Achat en ligne : rétractation, colis non livré, remboursement — vos droits
Colis non livré, remboursement qui n'arrive pas, vendeur qui vous renvoie vers le transporteur : les litiges d'achat sur internet sont massifs, mais le Code de la consommation vous protège bien plus que vous ne le pensez. Délai de rétractation de quatorze jours, remboursement obligatoire, règle des trente jours de livraison : voici vos droits, article par article, et la méthode concrète pour les faire respecter.

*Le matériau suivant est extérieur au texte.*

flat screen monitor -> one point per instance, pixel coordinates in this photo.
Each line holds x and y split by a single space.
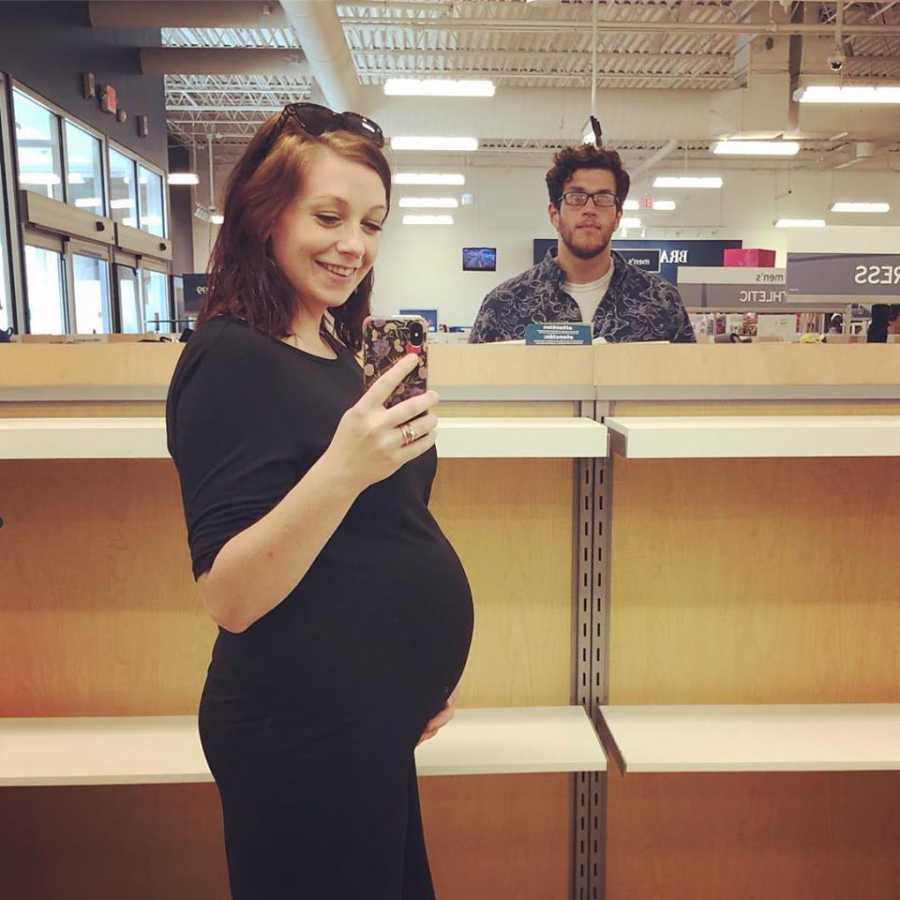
479 259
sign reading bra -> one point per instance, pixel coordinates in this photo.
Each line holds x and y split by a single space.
859 277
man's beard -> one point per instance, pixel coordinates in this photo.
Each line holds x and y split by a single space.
583 252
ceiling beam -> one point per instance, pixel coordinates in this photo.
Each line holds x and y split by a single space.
185 14
583 26
214 61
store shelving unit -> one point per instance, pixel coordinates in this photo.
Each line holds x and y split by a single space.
145 438
105 646
823 737
58 752
749 693
749 437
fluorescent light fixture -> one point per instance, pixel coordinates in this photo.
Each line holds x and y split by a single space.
756 148
846 206
438 87
658 205
688 181
429 178
45 178
428 202
434 143
428 220
800 223
833 93
179 178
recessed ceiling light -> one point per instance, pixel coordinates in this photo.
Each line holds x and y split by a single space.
428 203
434 143
800 223
756 148
438 87
688 181
848 93
428 220
872 207
428 178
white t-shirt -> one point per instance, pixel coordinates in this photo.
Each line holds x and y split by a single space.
589 296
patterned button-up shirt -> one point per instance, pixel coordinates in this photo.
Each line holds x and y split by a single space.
638 306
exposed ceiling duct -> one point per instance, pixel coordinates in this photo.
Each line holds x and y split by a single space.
212 61
321 36
185 14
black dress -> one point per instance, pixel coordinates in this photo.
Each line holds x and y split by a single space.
309 718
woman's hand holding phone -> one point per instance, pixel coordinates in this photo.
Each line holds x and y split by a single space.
371 441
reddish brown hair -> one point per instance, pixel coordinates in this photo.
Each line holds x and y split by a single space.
243 279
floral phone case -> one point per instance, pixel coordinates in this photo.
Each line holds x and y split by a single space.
385 341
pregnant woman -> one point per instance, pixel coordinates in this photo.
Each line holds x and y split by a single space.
344 615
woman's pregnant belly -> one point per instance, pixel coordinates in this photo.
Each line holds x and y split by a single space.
386 624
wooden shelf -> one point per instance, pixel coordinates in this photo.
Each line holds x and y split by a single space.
145 438
166 749
706 437
782 738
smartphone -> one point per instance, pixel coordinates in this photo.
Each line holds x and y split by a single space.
385 341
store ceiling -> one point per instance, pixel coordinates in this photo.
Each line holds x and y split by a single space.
670 76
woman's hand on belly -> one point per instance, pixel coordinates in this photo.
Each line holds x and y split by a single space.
440 720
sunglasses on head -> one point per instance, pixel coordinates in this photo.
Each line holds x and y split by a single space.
317 120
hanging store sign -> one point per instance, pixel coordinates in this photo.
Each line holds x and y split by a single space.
848 277
708 287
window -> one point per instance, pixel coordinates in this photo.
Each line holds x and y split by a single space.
93 314
84 174
5 290
46 298
122 188
38 147
155 287
151 202
129 299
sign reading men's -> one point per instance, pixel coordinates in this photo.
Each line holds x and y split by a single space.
851 276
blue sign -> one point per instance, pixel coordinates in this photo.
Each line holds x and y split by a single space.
672 254
479 259
648 260
557 333
194 292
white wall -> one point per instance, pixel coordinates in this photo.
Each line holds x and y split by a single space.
421 266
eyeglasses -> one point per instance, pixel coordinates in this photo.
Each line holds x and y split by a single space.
316 120
603 199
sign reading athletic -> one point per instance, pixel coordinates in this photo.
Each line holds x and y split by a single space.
844 274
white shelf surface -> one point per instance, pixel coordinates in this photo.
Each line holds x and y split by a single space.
166 749
782 738
510 741
706 437
145 438
521 437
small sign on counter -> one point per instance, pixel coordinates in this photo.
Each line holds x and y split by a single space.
558 333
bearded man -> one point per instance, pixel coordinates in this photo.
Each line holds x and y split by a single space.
586 281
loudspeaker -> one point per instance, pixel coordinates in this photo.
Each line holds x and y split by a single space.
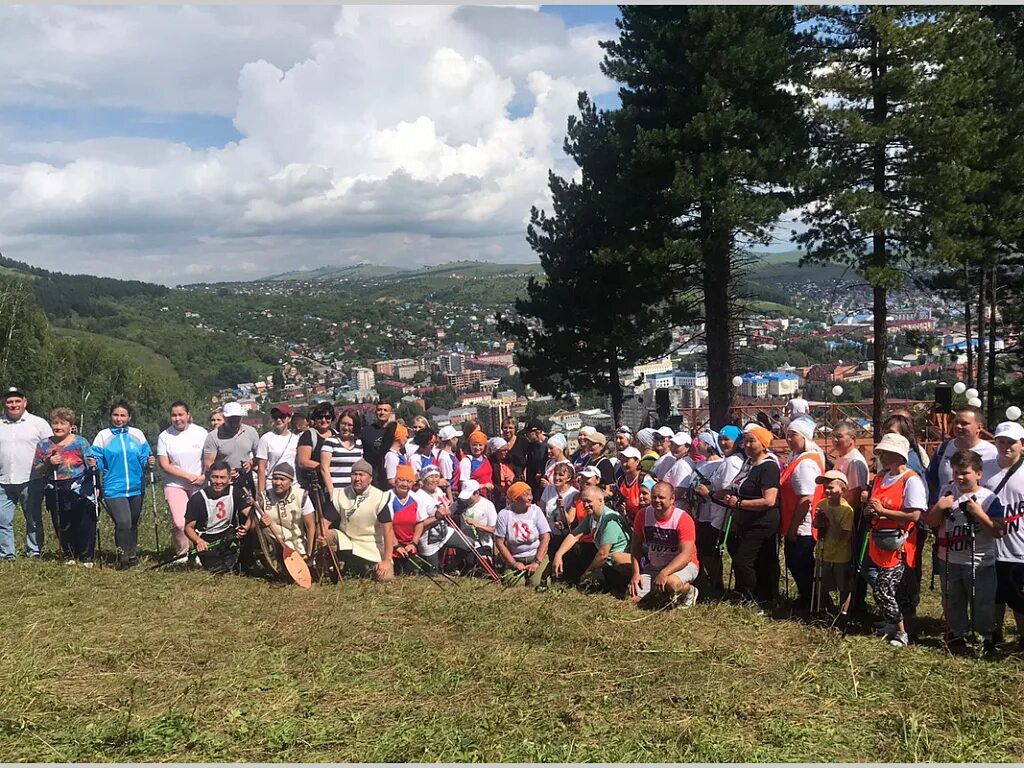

Acheter en ligne : des droits solides, encore trop méconnus
Colis qui n'arrive jamais, vendeur injoignable, remboursement qui traîne, produit qui tombe en panne au bout de trois semaines : les litiges liés aux achats sur internet figurent chaque année parmi les premières causes de réclamation des consommateurs français. Face à un service client qui temporise ou renvoie la responsabilité au transporteur, beaucoup d'acheteurs finissent par renoncer, persuadés que le rapport de force leur est défavorable.
C'est précisément l'inverse. Le Code de la consommation, largement harmonisé au niveau européen, encadre la vente à distance avec une rigueur particulière et fait peser sur le professionnel des obligations précises, assorties de délais impératifs. Encore faut-il connaître les bons articles, les bons délais et la bonne méthode. Ce guide passe en revue vos droits essentiels et les leviers concrets pour obtenir votre remboursement.
Le droit de rétractation : quatorze jours pour changer d'avis, sans justification
C'est la protection emblématique de l'achat à distance. L'article L.221-18 du Code de la consommation vous accorde un délai de quatorze jours pour vous rétracter d'un contrat conclu à distance, sans avoir à motiver votre décision ni à supporter de pénalité. Peu importe la raison : le produit ne vous plaît plus, vous avez trouvé moins cher ailleurs, vous avez simplement changé d'avis.
Le délai court à compter de la réception du bien — et non de la commande. Pour une commande comportant plusieurs produits livrés séparément, il court à compter de la réception du dernier bien. Pour une prestation de services, il court à compter de la conclusion du contrat.
En pratique, il vous suffit d'informer le vendeur de votre décision avant l'expiration du délai, au moyen du formulaire type qu'il doit mettre à votre disposition ou de toute déclaration dénuée d'ambiguïté — un simple e-mail suffit, à condition d'en conserver la preuve. Vous disposez ensuite de quatorze jours pour renvoyer le bien. Les frais de retour restent en principe à votre charge, sauf si le vendeur les prend en charge ou a omis de vous informer qu'ils vous incombaient.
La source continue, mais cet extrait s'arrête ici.